Ayrıca madde hükmüne göre, işçinin işverenin diğer bir işçisine sataşmasının da haklı fesih nedeni sayılacağı açıkça belirtilmiştir. Ancak işçinin bir yakınının işverene, aile üyele­rinden birine veya işverenin diğer bir işçisine sataşması hali düzenlenmemiştir. Çünkü haklı nedenle feshe neden olan eylemin işçi tarafından gerçekleştirilmesi gerekir. Bununla birlikte, işçi yakınının işverene, aile üyele­rinden birine veya işverenin diğer bir işçisine sataşması hali işyerinde olumsuzluklara yol açmışsa ve artık iş­verenin işçi ile bu durumdan dolayı çalışmaya devam etmesi kendisinden beklenemez bir hal almışsa işveren geçerli nedenle işçinin iş sözleşmesini sona erdirebilir.

Yargıtay uygulamasına göre, “Yargılama sırasında din­lenen davalı tanıklarından … davacının sekreterlikten çözüm merkezine alın­dığını, davacının bu görev değişikliğini istemediğini tahmin ettiğini, görev yeri değişikliğinden sonra davacının annesinin işyerine geldiğini, müdür be­yin odasına girmeye çalıştığını, müdür beyin sekreterinin davacının annesine ”nasıl yardımcı olabilirim” diye bir soru sorduğunu, davacının annesinin de “siz bana yardımcı olamazsınız, çekilin” gibi kelimeler kullandığını, daha sonra davacının annesinin müdürün odasına girdiğini. sekreter Fatih’in de da­vacının annesinin arkasından içeri girdiğini ve odanın kapısını kapattıklarını, içerde bağrışma sesleri olduğunu, bağrışma sesini duyunca odanın kapısını açtığını, kapıyı açtığında davacının annesinin “Benim oğlum üniversite me­zunu, şerefsizler, ben biliyorum ona yaptıracağımı” gibi kelimeler kullandı­ğını, davacının annesine neden küfür ediyorsun, diye sorduğunu, onun da “Size ne” diyerek asansöre doğru yöneldiğini, koridorda aynı şekilde yukarı­daki gibi bağırmaya devam ettiğini, burada da “şerefsizler, onu bilmem ne yaptıracağım.. ” gibi hakaret etmeye devam ettiğini, annesi işyerine gelmeden önce davacının müdürüyle tartıştığını duyduğunu ancak bizzat şahit olmadı­ğını, davacının işyerine geç geldiği için tutanak tutulduğunu, davacı imzala­mak istemeyince bir tartışma olduğunu, annesi işyerinden ayrıldıktan sonra davacının babasının da müdürü aradığını, müdüre hakaret ettiğini, bu haka­retleri telefonda konuşulması nedeniyle duymadığını ancak bunu müdürün kendisine söylediğini beyan etmiştir.

Somut uyuşmazlıkta, davacının iş akdi davalı işyerinde çalışırken dos­yaya sunulan kart basma kayıtlarına göre işe birden çok kez geç gelmesi ne­deniyle tutanaklar tutulması ve davacının görev yaptığı bölümün değiştiril­mesinden sonra annesinin işyerine gelerek davacının müdürüne gıyabında ha­karet ve tehdit içeren sözlerle bağırarak olay çıkarması sonrasında feshedil­miştir.

Davacı işçinin işe birden çok kez geç geldiğine dair tutanakların tutul­ması ve görev değişikliği sonrası işyerine gelen annesinin işyeri müdürüne hakaret etmesi hiç kuşkusuz işyerinde olumsuzluğa yol açacağından artık iş­verenin davacı ile çalışmaya devam etmesinin kendisinden beklenemez.
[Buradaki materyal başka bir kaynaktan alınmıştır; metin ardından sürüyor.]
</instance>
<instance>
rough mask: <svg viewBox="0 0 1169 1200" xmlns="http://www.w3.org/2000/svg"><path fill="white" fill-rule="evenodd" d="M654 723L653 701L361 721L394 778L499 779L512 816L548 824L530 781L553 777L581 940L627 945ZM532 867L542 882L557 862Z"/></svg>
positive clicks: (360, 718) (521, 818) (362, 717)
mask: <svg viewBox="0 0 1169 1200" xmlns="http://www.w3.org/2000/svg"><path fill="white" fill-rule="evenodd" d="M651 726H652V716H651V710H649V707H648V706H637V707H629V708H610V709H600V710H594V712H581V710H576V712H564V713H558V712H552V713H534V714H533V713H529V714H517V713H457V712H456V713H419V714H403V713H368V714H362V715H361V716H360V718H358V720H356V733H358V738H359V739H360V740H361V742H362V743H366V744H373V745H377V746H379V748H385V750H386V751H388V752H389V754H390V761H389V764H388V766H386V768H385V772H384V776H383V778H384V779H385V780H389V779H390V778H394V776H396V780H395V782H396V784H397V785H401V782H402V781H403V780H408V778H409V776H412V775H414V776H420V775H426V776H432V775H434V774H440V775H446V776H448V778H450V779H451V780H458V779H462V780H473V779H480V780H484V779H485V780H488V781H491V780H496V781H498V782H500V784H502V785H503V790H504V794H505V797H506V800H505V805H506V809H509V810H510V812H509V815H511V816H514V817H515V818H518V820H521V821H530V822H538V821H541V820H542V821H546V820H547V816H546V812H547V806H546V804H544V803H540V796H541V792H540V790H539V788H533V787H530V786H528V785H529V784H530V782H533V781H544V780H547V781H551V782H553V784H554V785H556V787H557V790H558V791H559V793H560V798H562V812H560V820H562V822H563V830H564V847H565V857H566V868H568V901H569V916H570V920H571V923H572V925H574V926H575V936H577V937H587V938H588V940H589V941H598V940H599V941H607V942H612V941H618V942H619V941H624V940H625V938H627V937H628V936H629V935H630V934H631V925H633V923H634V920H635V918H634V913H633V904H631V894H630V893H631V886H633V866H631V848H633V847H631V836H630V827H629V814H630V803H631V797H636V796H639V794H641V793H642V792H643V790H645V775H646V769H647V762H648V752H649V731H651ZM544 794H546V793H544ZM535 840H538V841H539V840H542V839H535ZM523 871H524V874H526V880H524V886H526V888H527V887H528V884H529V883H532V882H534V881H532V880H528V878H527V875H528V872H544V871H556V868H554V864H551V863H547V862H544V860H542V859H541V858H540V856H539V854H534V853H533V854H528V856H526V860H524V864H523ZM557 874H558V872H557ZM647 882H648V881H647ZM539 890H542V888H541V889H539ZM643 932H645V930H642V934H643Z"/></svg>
Da­vacının iş sözleşmesinin feshi haklı neden ağırlığında olmasa da geçerli ne­dene dayanmakta olup mahkemece davanın reddi yerine kabulüne karar ve­rilmesi hatalıdır[1].

Sonuç olarak, işçinin bir yakınının işyeri yetkilisine hakaret etmesi ola­yında, eylem işçiden gelmediği için fesih haklı neden olarak değerlendirilme­miş, işyerinde olumsuzluklara yol açması nedeniyle geçerli nedenle fesih ka­bul edilmiştir[2].

[1] Y9HD.22.04.2019 T., E. 2018/10554 K. 2019/9461 Legalbank.

[2] ÇİL, Şahin İş Hukuku Yargıtay İlke Kararları, 9.Baskı, (2019-2021). Ankara 2022, s.913.